Bennington native Brooke Cudmore is feeling good about her competition in the International Omaha this weekend.
For the 24-year-old, it's about making sure her horse Southern Rose is good to go from head to hoof as she checks her out inside the stables at the CenturyLink Center.
"My horses got off the trailer and they were like, 'Ooo, that's nice - a 30-minute drive. We didn't have to sit in the trailer for 24 hours,'" she said Thursday.

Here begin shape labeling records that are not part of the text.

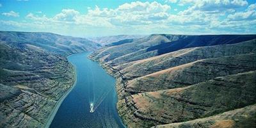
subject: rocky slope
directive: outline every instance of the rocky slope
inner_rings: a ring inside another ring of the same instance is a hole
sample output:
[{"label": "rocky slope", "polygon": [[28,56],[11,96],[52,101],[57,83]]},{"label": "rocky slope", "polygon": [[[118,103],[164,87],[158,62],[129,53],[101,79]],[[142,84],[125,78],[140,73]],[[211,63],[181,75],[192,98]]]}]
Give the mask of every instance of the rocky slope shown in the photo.
[{"label": "rocky slope", "polygon": [[44,127],[75,80],[67,56],[97,45],[52,33],[0,32],[0,127]]},{"label": "rocky slope", "polygon": [[145,36],[143,35],[117,35],[117,36],[99,36],[99,37],[88,37],[87,38],[90,40],[98,43],[102,46],[108,45],[115,42],[118,42],[121,40],[127,39],[135,39],[140,38]]},{"label": "rocky slope", "polygon": [[154,35],[90,56],[116,78],[124,123],[255,127],[256,36],[177,36]]}]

Stakes are high this year at The International Omaha since the organization spearheading it, Omaha Equestrian Foundation, changed the line-up. The foundation said last year's FEI World Cup Finals in jumping and dressage did so well, they wanted to keep the momentum going by adding new events like the "InIt2WinIt" Speed Jumping Series.
Cudmore won in Kansas City, one of four qualifyinig events in the country.
With some of the best horses and riders hailing coast to coast, it's a fellow rider Cudmore has her eye on.
Karen Cudmore. Her mother.
"Competing against my daughter Brooke has been fantastic," Karen Cudmore said.
Their roles are somewhat reversed as it used to be the mother, whose been riding for 50 years, would train Brooke and nowadays it's Brooke also leading the charge.
"She'll remind me, 'Hey, hey, hey - you can't do that anymore. That horse doesn't like that anymore. You know that,'" Karen Cudmore said. "And, I'm like, 'Oh, yeah.'"
While horse riding and competitiveness runs in their veins, one thing is clear: their bond.
"It doesn't matter to me who wins," Karen Cudmore said.
For us, Brooke Cudmore said, we just want to be safe and have fun.